YouTube動画や小説、マンガ、映画、ネット記事でさえも、令和のコンテンツは冒頭が命です。そうした時代の流れに沿う形で、TVアニメも初回の1話から勝負に出る作品が増えてきました。
※この記事には『アキバ冥途戦争』と『勇気爆発バーンブレイバーン』『【推しの子】』1話の内容を含みます。ネタバレにご注意くださいませ。
例えば2022年秋に放送された『アキバ冥途戦争』は、1話のインパクトでアニメファンの注目をかっさらった作品です。まず同作品の前評判において、CygamesとP.A.WORKSが贈るメイド喫茶のオリジナルアニメが始まるらしいぞ……ということで、当初は秋葉原を舞台にした「お仕事アニメ」だと思っていた人も多かったのではないでしょうか?
実際にP.A.WORKSといえば『SHIROBAKO』や『花咲くいろは』といった、特定の職業にスポットを当てた作品を数多く世に送り出してきたので、前情報の段階でお仕事アニメだと予想する人がいたのも頷けます。
また本PVなどを見てみても、多少様子がおかしい部分はありますが、意図的にいつものお仕事アニメだとミスリーディングさせるように作られていた印象です。ちょっぴりドジだけど真っ直ぐな主人公がメイド喫茶で働き、彼女の成長を通してメイド喫茶という職業にフォーカスしていくような作品になる、と信じながら、アニメファンたちは放送当日を迎えました。
しかしいざ放送されたのは、CygamesとP.A.WORKSのご乱心としか思えないような血と硝煙の第1話でした。お仕事アニメと言われればそうなのかもしれませんが、視聴者からは「お仕事はお仕事でもそういうお仕事かよ!」といった多数のツッコミが入ります。良い意味でアニメファンの期待を裏切り、同クールのダークホース枠として話題になりました。
また視聴者に予想外のジャブを入れた作品でいえば、2024年1月期のロボットアニメ『勇気爆発バーンブレイバーン』も負けていません。同アニメは、まずタイトルから、いわゆる「スーパーロボット系」のアニメだと思われていましたが、実際はミリタリー要素を前面に押し出したリアルロボットアニメでした。第1話では「デスドライヴズ」と呼ばれる人類の脅威に、必死に抗う兵士たちの活躍が描かれたのです。
ところがそうしたゴリゴリのミリタリー描写すら前振りに過ぎず、1話の終盤で物語はまさかの方向に転換します。そしてネット上では「とにかく1話を見ろ!」といった声が広まり、話題が話題を呼んで2024年冬アニメの覇権枠とまで言われるほどになりました。「例の曲」が流れるまでの展開は、ここ数年のアニメで最高のつかみといっても過言ではないでしょう。
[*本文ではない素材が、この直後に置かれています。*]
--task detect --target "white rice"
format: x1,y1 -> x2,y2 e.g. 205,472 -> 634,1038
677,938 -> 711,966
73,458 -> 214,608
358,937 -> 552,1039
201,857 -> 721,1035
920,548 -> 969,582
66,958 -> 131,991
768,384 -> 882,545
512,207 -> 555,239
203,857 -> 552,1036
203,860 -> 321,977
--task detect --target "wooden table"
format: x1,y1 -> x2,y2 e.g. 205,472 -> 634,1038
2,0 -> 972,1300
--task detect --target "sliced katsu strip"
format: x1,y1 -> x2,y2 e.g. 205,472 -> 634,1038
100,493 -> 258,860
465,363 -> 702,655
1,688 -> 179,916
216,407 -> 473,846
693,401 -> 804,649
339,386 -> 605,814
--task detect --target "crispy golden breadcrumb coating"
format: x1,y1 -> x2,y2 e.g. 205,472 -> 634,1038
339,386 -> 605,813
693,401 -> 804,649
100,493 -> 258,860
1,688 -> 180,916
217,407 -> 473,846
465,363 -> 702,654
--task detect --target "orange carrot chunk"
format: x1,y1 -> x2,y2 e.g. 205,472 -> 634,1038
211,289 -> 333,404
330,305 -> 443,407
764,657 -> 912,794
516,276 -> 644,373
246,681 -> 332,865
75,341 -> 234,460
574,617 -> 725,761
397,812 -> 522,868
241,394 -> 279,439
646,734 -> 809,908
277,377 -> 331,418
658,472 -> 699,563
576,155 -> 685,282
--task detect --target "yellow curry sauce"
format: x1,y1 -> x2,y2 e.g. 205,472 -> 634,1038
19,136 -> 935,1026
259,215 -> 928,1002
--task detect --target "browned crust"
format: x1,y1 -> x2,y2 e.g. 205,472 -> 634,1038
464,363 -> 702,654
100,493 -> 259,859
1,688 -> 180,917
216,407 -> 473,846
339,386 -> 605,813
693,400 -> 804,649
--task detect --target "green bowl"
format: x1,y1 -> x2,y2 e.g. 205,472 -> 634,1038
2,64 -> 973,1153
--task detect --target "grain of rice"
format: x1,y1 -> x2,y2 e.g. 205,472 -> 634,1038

先日、原作マンガが完結を迎えた『【推しの子】』のアニメ第1話も衝撃的でした。多くの反響を呼んだ第1話の展開は、いわば物語のプロローグです。原作マンガでは単行本丸々1冊を使って描かれていた部分で、一般的なTVアニメ1話分の尺に収めるには無理がありました。
しかしアニメ『【推しの子】』では、第1話の尺を約1時間20分に伸ばし、壮大なプロローグを見事に描ききったのです。TVアニメではほとんど見ない構成ですが、原作第1巻の怒涛の展開を余すことなく表現したおかげで、結果的にマンガを知らなかった層も引き込み、原作で作画を担当した横槍メンゴ先生も泣かせるほどの神アニメになりました。
令和は時間の効率化が求められる時代です。そのため、アニメの第1話がファンを獲得できるか、とても重要な役割を担っています。今後もインパクト大の1話で魅せるアニメが、どんどん作られそうです。